If the derivative exposure is guaranteed, can the weight be determined based on guarantor’s rating instead of counterparty’s rating, i.e. do we use the counterparty’s credit rating or the guarantor’s rating?
Illustrative example: Credit institution ‘A’ trades with the fully owned subsidiary of credit institution ‘B’. The subsidiary does not have an external credit rating and its internal credit rating is lower than that of ‘B’. Credit institution ‘B’ provides guarantee to its subsidiary. If ‘A’ wants to hedge its exposure to the subsidiary of ‘B’, it should buy CDS protection on ‘B’ (since subsidiary is guaranteed by credit institution ‘B’). When ‘A’ calculates CVA capital charge for its exposure to the subsidiary of ‘B’ under the standardised approach, it should use the credit rating of ‘B’. Is it correct to determine the weight based on credit rating of ‘B’ rather than ‘B’’s subsidiary?
In accordance with Article 384 of Regulation (EU) No.575/2013 (CRR), if a credit assessment by a nominated ECAI for credit institution 'B''s subsidiary is not available, and if credit institution 'A' uses the Standardised Approach for calculating capital requirements for credit risk, it shall assign a weight of wi=1% to the credit institution 'B''s subsidiary, or, if credit institution 'A' uses Article 128 of the CRR to risk weight counterparty credit risk exposures to the credit institution 'B''s subsidiary, a weight of wi =3% shall be assigned.

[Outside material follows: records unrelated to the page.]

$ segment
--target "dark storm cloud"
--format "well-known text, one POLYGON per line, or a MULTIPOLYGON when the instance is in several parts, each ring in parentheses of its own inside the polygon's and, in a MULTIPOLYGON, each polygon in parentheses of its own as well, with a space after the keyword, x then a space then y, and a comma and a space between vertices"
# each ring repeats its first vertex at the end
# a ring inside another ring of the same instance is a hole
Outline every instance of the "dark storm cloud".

If a credit assessment by a nominated ECAI for credit institution 'B''s subsidiary is not available, and if credit institution 'A' uses the IRB Approach for calculating capital requirements for credit risk, it shall map the internal rating of credit institution 'B''s subsidiary to one of the external credit assessments, which shall be mapped to one of the six weights wi as set out in Table 1 of Article 384 of the CRR.
Update 26.03.2021: This Q&A has been reviewed in the light of the changes introduced to Regulation (EU) No 575/2013 (CRR) and continues to be relevant.